The name curled in the air like smoke-sharp, jagged, and ancient. Something about it tugged at her. Like she'd heard it before. In a dream. Or a memory not her own.
"And you?" he asked.
Kaela hesitated. She should lie. She meant to lie.
But her mouth betrayed her.
"Kaela. Kaela Raventhorn."
His brows drew together. "The heir?"
"Yes."
A slow, quiet moment passed between them. Then Riven gave a raspy laugh.
"Well then," he said, eyes locked to hers, "I guess fate just pissed on both our bloodlines."
Kaela should have left.
Every minute she lingered with Riven in that cave deepened her treason. The Silverfang border was three leagues away, the patrols would soon notice her absence, and Darian's pride was not the kind that tolerated secrets.
But still, she stayed.
There was something about Riven that made leaving feel like losing something sacred. Like walking away from a song you'd waited your whole life to hear.
He rested against the wall now, half-covered in the old cloak she'd given him. The fire crackled low between them, casting shadows across the damp stone. His wound was still raw, but the color had returned to his cheeks. Strength, slow and stubborn, had begun to return to his limbs.

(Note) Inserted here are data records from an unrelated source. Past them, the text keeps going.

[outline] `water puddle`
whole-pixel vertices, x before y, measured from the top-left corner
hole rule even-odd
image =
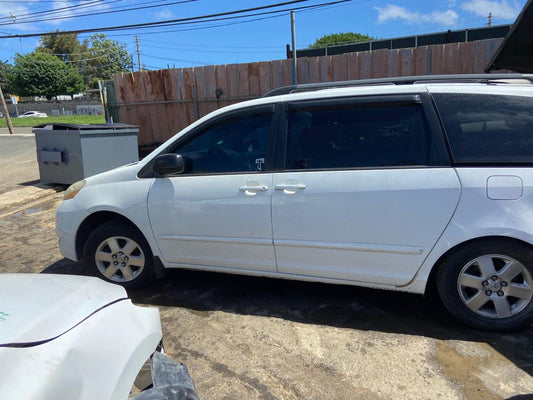
[[[45,201],[43,203],[35,204],[35,205],[31,206],[31,207],[28,207],[28,208],[26,208],[24,210],[17,211],[13,215],[15,217],[24,217],[26,215],[31,215],[31,214],[35,214],[35,213],[38,213],[38,212],[41,212],[41,211],[49,210],[52,207],[54,207],[55,204],[56,204],[56,202],[54,200],[47,200],[47,201]]]

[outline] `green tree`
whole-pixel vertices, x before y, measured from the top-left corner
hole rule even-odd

"Why were you alone?" Kaela asked finally.
Riven's jaw flexed. "I wasn't."
She waited, and eventually, he added, "The others are dead."
Her breath caught. "Slaughtered?"
"Betrayed." His voice was flat, but his fingers clenched around the edge of the cloak. "We were meeting... someone. A go-between from one of the Highland packs. They set us up. Lured us into a trap. Silver-edged blades in the dark."
Kaela's blood chilled. "A Highland pack? Which one?"
Riven met her eyes. "I was hoping you'd tell me."
She shook her head. "We don't even speak to your kind."
"That's what you've been told." He leaned forward, grimacing slightly from the effort. "But your people lie, Silverfang."
Kaela rose to her feet. "Careful."
"I don't mean your people like you think." Riven's voice softened. "I mean the ones who pull your strings. The ones who wrote your history. You think we're the traitors, the cursed. But we were exiled for wanting truth. For protecting it."
She narrowed her eyes. "Protecting what truth?"
He studied her, firelight dancing in his ember-red gaze."That the Silverfangs are not the pureblooded saints they pretend to be. That not all Nightmanes chose war. Some chose love. And they were punished for it."
Kaela flinched. The words struck somewhere deep and unguarded.
Some chose love.
She'd read the forbidden stories in old scrolls as a child, hidden beneath her bedsheets with a candle stub. Tales of wolves from rival packs who mated in secret, whose love birthed legends... and whose children were hunted.
"My father died fighting your kind," she said, but her voice lacked conviction.